Todos sabemos que la relación que
existía hace unos años entre el profesor y el alumno, no tiene nada que ver con
la que existe en la actualidad. Anteriormente, el profesor únicamente se
dedicaba en transmitir unos conocimientos que él o ella poseía, sin tener en
cuenta si los alumnos/as lo habían comprendido o sin preocuparse por si todos
los niños y niñas de la clase seguían el ritmo. Sin en cambio, ahora son los alumnos/as
los que piden y tienen ganas de conocer y aprender, y es el profesor el que se
preocupa de cómo dar sus clases y de sus propios alumnos.
Si nos paramos a observar a los
niños y niñas, nos damos cuenta de que ellos tienen muchas ganas de descubrir y
aprender cosas nuevas, se interesan más por las tareas y tienen ganas de
trabajar con todo lo que les mandes. La tarea del profesor es preparar clases
novedosas y motivadoras para sus alumnos/as, dejarles que trabajen en grupo y
qué ellos descubran.
El profesor es el encargado de ofrecer todos los conocimientos que posee para que ellos los adquieran, de darse cuenta qué alumnos y alumnas necesitan
más apoyo o tienen un ritmo diferente al del resto de sus compañeros. También
debe reflexionar y pensar cuál es la mejor estrategia o método que puede llevar
a cabo en sus clases para que el aprendizaje de sus alumnos sea eficaz.
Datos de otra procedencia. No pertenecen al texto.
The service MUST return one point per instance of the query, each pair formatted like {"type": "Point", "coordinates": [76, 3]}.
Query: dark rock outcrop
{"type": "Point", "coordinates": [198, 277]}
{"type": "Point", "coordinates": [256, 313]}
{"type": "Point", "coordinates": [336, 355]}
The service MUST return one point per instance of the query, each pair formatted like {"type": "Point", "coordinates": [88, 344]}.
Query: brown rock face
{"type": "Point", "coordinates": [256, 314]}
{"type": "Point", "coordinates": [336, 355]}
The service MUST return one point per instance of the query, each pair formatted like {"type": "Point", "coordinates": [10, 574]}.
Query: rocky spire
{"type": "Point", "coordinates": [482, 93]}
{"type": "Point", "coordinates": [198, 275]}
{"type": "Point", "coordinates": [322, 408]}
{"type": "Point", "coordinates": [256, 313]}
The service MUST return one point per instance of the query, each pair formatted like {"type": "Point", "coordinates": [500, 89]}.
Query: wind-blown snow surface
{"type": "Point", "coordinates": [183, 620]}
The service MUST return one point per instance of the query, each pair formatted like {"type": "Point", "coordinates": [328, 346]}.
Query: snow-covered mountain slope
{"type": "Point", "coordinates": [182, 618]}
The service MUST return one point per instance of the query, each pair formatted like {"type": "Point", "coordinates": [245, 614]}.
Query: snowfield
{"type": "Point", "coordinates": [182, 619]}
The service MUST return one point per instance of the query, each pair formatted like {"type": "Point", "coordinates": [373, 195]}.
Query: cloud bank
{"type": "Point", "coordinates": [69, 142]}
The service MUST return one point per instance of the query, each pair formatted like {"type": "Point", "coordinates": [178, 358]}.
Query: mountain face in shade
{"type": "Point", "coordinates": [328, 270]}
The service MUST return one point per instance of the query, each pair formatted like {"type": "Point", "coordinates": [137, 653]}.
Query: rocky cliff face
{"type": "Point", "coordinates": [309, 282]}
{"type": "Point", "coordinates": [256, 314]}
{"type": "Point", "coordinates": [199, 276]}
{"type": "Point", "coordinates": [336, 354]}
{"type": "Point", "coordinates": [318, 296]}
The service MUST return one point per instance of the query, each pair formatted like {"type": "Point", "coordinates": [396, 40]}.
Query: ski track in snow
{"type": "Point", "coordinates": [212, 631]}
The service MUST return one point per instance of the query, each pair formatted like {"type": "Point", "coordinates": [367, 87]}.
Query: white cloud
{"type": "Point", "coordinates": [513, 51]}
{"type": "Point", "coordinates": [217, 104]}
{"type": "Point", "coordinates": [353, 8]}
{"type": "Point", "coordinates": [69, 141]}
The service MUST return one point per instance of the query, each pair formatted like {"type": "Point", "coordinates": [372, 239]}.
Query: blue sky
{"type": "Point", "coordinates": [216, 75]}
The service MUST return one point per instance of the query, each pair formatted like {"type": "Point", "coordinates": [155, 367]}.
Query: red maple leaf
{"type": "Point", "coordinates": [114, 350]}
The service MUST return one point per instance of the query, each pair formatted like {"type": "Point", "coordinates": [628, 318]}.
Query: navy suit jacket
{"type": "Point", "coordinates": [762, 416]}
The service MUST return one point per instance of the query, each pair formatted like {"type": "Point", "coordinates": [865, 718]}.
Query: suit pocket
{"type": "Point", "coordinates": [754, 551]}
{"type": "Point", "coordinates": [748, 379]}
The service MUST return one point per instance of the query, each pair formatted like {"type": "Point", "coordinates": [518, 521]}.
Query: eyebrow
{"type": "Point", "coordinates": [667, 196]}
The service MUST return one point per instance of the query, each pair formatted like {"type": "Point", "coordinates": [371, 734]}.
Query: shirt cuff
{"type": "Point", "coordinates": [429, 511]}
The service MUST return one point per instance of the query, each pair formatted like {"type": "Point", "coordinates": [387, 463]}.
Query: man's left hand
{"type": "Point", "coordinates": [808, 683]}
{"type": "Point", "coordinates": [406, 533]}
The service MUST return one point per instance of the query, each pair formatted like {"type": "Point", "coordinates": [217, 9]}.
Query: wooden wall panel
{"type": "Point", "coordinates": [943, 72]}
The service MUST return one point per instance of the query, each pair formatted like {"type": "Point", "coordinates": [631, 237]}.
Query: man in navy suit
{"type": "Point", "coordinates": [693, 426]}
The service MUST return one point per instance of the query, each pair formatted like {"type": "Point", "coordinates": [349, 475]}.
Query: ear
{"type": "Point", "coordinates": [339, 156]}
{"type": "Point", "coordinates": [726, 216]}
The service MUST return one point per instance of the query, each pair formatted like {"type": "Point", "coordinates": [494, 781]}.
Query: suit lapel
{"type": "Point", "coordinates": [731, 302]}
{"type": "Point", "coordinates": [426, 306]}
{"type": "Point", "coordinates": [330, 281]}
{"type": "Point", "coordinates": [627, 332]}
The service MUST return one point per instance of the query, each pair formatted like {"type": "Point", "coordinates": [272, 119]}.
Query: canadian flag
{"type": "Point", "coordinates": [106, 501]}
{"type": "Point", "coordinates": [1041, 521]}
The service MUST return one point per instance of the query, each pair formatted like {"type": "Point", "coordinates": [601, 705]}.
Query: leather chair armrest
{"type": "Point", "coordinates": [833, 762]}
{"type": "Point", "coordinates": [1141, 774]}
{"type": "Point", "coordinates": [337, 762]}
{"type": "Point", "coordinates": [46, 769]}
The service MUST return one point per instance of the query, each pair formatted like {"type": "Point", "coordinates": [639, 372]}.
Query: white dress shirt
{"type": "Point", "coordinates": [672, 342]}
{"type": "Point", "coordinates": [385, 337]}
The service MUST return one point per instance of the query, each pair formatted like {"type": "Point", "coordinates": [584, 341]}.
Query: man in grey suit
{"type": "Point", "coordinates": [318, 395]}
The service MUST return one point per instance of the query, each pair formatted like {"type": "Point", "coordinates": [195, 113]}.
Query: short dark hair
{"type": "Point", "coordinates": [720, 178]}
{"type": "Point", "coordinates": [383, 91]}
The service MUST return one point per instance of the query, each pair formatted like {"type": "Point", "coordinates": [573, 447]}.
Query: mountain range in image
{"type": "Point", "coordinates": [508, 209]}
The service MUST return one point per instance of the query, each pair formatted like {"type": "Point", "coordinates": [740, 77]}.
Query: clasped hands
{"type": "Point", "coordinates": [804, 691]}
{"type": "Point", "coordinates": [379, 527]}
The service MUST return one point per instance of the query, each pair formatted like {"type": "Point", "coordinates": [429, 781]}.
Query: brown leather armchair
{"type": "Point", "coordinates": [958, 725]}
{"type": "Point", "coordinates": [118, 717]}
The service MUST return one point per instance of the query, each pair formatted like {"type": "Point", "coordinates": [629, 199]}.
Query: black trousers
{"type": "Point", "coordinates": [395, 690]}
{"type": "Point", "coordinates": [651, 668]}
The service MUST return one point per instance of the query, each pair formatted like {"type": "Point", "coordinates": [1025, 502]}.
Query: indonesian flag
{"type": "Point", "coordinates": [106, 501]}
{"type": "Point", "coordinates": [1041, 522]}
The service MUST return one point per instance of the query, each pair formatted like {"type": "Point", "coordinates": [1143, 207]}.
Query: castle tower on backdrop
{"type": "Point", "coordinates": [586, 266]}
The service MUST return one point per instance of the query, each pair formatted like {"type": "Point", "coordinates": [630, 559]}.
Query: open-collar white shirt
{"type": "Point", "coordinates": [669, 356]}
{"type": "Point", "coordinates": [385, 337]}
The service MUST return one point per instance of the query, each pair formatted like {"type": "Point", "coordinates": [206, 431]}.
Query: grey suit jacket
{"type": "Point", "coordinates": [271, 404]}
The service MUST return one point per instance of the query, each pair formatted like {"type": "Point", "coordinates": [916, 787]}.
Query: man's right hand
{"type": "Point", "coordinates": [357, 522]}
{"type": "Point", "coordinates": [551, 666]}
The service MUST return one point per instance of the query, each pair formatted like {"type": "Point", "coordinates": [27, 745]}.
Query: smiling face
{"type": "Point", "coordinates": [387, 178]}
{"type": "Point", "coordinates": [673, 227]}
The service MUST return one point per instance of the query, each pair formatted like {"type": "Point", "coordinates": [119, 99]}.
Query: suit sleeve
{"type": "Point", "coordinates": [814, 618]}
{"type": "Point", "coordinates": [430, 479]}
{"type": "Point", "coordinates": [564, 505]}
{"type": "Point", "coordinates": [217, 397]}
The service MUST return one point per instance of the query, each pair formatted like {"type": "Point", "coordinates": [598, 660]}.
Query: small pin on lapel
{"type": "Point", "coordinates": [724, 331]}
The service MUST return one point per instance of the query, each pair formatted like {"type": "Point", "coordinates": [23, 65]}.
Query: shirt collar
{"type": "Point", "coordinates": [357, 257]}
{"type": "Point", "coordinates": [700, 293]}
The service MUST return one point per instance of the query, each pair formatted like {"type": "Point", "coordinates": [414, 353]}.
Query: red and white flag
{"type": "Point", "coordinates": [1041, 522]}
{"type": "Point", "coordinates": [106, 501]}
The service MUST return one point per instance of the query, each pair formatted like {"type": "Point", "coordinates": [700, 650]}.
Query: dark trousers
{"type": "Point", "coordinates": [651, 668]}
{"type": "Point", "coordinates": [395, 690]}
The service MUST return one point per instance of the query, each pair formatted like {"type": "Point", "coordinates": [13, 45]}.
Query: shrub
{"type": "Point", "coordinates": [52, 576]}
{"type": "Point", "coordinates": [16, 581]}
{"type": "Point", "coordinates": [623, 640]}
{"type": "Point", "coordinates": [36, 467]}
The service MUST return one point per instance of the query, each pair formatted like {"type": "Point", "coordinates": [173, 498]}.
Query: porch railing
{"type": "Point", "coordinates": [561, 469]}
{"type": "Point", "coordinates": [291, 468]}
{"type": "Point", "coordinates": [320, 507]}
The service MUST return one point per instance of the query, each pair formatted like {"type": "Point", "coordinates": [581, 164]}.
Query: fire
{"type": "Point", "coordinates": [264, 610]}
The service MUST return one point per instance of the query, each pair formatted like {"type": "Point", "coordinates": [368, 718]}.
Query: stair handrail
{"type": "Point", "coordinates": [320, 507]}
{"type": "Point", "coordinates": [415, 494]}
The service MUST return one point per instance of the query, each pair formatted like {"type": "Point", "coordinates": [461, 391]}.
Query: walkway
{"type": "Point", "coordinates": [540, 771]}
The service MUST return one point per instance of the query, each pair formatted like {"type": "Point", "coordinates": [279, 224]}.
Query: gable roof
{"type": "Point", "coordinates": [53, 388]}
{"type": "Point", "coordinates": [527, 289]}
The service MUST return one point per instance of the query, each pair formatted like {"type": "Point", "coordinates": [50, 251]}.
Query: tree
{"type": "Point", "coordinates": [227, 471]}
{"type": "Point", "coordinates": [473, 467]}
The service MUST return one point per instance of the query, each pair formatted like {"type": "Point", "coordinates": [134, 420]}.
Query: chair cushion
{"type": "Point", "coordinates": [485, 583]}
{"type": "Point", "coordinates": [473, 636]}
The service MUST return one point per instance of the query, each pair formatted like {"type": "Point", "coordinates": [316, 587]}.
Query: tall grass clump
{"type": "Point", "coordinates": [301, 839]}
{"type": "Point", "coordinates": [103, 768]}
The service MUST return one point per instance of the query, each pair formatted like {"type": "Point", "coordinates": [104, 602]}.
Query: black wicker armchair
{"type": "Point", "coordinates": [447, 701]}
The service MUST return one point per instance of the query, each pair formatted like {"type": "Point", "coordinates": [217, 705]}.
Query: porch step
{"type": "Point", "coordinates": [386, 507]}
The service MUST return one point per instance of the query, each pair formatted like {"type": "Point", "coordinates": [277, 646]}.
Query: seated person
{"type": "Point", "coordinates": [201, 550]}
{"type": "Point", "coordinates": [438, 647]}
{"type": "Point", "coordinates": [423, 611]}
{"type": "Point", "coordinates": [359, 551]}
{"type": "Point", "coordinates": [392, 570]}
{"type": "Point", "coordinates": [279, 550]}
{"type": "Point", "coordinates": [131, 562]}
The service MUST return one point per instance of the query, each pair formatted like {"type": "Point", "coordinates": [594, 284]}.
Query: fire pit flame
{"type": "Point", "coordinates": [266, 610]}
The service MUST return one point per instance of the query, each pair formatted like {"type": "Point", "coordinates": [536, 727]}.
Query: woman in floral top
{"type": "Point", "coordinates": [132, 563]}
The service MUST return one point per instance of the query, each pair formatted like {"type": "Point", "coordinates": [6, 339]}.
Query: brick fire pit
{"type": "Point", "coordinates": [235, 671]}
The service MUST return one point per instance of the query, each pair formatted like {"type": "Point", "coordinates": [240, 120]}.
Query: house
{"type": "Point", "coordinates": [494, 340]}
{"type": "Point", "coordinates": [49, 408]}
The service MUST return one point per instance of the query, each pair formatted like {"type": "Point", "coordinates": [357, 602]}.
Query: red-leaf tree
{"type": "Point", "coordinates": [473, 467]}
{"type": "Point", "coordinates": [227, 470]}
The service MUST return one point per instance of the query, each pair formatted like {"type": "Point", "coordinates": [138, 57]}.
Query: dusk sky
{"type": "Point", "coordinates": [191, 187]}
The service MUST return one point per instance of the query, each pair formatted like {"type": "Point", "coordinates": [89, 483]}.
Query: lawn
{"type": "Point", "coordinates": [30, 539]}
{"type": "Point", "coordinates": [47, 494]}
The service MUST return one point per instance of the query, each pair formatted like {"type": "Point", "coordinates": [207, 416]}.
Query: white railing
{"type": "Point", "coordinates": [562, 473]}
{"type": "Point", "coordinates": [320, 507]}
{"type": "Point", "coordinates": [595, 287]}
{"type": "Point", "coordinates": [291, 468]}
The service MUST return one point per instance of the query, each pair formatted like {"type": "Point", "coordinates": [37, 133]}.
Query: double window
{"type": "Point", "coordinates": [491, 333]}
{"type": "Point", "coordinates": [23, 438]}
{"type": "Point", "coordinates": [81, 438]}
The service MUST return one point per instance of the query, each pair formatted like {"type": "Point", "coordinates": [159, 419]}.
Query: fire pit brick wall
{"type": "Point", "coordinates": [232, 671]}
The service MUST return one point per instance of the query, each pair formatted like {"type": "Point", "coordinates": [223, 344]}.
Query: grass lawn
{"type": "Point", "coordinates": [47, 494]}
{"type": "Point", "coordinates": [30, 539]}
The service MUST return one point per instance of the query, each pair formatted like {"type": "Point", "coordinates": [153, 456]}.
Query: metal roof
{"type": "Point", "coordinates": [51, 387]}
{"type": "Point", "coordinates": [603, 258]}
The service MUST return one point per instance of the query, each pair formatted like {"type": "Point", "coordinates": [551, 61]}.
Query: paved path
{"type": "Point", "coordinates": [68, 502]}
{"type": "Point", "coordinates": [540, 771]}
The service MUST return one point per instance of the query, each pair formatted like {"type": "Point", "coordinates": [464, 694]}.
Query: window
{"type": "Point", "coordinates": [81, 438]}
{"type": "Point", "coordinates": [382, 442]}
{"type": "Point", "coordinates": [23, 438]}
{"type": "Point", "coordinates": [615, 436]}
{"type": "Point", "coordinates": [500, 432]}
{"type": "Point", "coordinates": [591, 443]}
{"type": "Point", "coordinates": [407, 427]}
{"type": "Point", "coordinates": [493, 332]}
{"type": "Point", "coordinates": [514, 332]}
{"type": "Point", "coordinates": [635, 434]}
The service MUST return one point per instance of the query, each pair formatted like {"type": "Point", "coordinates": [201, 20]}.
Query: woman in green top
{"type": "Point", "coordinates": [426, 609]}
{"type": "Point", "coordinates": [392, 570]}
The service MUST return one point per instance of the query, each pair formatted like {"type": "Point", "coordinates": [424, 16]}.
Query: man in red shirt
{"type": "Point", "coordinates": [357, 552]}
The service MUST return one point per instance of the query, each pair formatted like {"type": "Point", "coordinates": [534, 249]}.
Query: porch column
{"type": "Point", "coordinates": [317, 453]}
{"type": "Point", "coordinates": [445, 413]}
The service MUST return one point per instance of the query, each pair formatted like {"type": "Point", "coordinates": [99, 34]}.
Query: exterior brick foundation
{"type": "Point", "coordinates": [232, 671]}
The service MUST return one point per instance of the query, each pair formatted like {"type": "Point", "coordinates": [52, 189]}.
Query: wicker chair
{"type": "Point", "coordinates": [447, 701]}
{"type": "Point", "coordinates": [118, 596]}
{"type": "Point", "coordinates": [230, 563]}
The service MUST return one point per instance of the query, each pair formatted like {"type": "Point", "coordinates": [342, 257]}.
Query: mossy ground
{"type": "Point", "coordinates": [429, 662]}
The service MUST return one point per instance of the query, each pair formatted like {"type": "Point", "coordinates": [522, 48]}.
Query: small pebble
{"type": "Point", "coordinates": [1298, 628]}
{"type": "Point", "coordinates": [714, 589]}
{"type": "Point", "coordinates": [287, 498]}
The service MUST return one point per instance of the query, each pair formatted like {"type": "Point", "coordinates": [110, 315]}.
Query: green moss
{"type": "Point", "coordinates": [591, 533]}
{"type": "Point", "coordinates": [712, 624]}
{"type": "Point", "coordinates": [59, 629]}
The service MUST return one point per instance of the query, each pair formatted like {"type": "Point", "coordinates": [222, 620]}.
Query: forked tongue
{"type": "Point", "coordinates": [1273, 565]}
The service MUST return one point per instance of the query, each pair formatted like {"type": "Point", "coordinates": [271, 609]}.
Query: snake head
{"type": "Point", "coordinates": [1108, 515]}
Y no hay que olvidar que ahora el profesor
debe ser evaluado para comprobar si todo lo que está haciendo ha servido para
algo o no y revisar los posibles fallos que se hayan podido dar en el
desarrollo de las clases para no volver a repetirlos.
Definitivamente, los niños y niñas
de ahora tienen buenas actitudes hacia el aprendizaje, y tendrán muchas más
ganas si nosotros, los maestros y maestras, preparamos actividades en las que
ellos puedan descubrir nuevos conocimientos.
Yo creo que los niños de antes también tenían buenas actitudes para aprender, es algo innato en el ser humano.